Nova Iorque – Quando o banco
de investimento dos EUA, Lehmon Brothers, desmoronou em 2008, dando origem à
pior crise financeira global desde a Grande Depressão, um amplo consenso sobre
o que causou a crise parecia emergir. Um sistema financeiro envaidecido e
disfuncional tinha distribuído mal o capital e, em vez de gerir o risco, na
verdade criou-o. A liberalização financeira – juntamente com o dinheiro
fácil – contribuíram para que se assumissem riscos excessivos. A política
monetária seria relativamente ineficaz na revitalização da economia, como se o
dinheiro ainda mais fácil pudesse evitar o colapso total do sistema financeiro.

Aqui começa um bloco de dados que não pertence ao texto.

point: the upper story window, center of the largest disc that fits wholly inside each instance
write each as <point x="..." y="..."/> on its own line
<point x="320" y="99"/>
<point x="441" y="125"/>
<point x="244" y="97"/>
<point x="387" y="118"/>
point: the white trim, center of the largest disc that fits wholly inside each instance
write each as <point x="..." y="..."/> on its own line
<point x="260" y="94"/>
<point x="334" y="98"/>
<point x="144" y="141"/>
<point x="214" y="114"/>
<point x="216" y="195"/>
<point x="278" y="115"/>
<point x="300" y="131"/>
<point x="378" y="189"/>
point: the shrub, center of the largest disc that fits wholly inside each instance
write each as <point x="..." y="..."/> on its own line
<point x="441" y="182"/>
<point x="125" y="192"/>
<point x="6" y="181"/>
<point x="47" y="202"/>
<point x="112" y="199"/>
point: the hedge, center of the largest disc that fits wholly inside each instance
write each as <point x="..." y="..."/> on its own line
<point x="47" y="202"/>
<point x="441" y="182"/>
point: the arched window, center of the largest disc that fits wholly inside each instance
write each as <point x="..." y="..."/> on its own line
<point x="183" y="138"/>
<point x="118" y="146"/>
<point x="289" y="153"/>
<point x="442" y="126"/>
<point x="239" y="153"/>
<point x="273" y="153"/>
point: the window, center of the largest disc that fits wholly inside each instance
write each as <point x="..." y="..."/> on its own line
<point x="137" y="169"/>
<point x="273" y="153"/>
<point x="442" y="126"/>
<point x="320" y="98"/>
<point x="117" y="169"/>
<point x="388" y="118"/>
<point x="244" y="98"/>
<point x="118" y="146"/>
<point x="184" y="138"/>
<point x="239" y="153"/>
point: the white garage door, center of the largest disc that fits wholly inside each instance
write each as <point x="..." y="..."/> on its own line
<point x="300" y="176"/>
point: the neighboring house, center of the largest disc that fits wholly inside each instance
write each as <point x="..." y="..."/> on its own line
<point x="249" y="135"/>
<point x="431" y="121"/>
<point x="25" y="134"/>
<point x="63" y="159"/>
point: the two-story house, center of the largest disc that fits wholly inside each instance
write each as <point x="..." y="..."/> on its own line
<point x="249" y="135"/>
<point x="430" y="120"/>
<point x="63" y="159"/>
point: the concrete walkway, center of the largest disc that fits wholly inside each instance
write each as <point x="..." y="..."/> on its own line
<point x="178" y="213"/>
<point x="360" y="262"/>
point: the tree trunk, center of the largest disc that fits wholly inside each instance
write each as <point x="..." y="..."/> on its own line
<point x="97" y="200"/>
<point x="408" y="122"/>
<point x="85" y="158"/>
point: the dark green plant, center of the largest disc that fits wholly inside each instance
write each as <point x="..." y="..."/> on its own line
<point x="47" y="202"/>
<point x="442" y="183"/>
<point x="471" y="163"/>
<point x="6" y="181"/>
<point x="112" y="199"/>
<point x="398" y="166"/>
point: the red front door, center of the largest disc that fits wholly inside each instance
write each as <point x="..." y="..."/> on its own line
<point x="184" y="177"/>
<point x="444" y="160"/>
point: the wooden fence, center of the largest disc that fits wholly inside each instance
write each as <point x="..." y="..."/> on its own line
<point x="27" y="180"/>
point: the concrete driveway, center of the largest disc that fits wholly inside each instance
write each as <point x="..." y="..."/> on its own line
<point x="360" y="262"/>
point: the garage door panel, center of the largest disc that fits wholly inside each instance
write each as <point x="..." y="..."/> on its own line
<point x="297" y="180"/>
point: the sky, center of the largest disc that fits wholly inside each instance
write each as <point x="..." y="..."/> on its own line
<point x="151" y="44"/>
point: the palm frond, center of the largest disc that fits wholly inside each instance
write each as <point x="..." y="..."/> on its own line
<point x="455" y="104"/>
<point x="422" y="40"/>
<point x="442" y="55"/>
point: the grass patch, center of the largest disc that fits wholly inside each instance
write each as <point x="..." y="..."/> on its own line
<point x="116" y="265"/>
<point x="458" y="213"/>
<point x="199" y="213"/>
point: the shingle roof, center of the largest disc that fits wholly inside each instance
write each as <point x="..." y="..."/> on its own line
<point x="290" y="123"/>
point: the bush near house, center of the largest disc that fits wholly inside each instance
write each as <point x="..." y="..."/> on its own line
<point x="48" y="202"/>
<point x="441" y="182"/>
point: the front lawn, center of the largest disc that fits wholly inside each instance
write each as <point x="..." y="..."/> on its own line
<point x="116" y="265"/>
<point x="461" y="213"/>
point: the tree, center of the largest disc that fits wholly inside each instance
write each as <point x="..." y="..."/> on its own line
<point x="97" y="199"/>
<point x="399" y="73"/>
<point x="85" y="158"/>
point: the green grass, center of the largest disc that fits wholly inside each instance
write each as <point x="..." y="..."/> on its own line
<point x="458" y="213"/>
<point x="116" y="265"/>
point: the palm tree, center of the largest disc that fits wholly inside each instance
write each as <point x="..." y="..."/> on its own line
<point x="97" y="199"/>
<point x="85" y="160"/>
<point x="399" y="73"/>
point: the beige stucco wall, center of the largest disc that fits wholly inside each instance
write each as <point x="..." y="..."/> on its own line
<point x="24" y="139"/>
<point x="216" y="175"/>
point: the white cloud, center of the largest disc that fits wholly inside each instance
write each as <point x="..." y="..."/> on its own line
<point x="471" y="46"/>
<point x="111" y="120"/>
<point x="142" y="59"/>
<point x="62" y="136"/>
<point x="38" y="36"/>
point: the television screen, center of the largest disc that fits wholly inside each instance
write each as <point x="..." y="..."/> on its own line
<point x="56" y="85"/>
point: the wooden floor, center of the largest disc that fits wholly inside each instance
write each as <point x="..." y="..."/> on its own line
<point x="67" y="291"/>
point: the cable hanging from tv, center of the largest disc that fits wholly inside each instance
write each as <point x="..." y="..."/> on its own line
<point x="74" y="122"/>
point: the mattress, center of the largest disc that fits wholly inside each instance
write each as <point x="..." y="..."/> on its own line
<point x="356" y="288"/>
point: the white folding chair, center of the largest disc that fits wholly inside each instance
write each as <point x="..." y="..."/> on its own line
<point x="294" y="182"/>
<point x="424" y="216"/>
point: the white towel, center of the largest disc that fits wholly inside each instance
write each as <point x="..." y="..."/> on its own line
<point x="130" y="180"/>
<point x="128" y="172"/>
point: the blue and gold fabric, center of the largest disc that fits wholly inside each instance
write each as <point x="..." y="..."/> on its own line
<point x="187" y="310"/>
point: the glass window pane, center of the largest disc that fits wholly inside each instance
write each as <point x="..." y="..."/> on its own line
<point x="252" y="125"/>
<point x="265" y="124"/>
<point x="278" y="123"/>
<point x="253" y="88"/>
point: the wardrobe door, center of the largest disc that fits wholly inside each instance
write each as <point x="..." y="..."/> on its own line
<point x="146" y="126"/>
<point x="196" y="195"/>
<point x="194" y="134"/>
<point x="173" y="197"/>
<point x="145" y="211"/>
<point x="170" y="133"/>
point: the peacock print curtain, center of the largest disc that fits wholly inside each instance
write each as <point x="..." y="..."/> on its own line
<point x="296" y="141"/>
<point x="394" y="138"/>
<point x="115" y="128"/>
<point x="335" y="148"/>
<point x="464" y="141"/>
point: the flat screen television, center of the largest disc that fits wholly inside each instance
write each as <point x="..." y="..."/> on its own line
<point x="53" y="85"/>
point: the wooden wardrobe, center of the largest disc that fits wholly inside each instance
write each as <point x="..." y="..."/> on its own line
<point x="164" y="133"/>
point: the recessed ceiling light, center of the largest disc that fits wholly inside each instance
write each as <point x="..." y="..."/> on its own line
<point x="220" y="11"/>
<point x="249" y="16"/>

Deste modo, seria necessária uma maior confiança na política orçamental,
levando a um aumento da despesa pública.
Cinco anos depois, embora
ainda haja quem se congratule por se ter evitado outra depressão, ninguém na
Europa ou nos Estados Unidos pode afirmar que a prosperidade voltou. A União Europeia está
apenas a emergir de uma recessão com recaída dupla (e em alguns países com
recaída tripla acentuada) e alguns Estados-membros estão em recessão. Em muitos
países da União Europeia, o PIB continua baixo, ou insignificantemente acima,
dos níveis de pré-recessão. Quase 27 milhões de europeus estão desempregados.
Da mesma forma, 22 milhões de
americanos que gostariam de ter um emprego a tempo inteiro não o conseguem
fazer. A percentagem da população ativa nos EUA caiu para níveis nunca vistos,
desde que as mulheres começaram a entrar para o mercado de trabalho. O
rendimento e a riqueza da maioria dos americanos estão abaixo dos níveis que
havia muito antes da crise. Na verdade, o rendimento de um típico trabalhador a
tempo inteiro, do sexo masculino, é inferior ao que auferiu durante mais de
quatro décadas.
Sim, têm sido tomadas medidas
para melhorar os mercados financeiros. Tem havido alguns aumentos nos
requisitos do capital, mas muito aquém do que é necessário. Alguns dos
derivados perigosos – as armas financeiras de destruição em massa – foram
negociadas em bolsa, aumentando a sua transparência e reduzindo o risco
sistémico; mas grandes volumes continuam a ser negociados em mercados paralelos
suspeitos, o que significa que temos pouco conhecimento sobre a exposição ao
risco de algumas das nossas maiores instituições financeiras.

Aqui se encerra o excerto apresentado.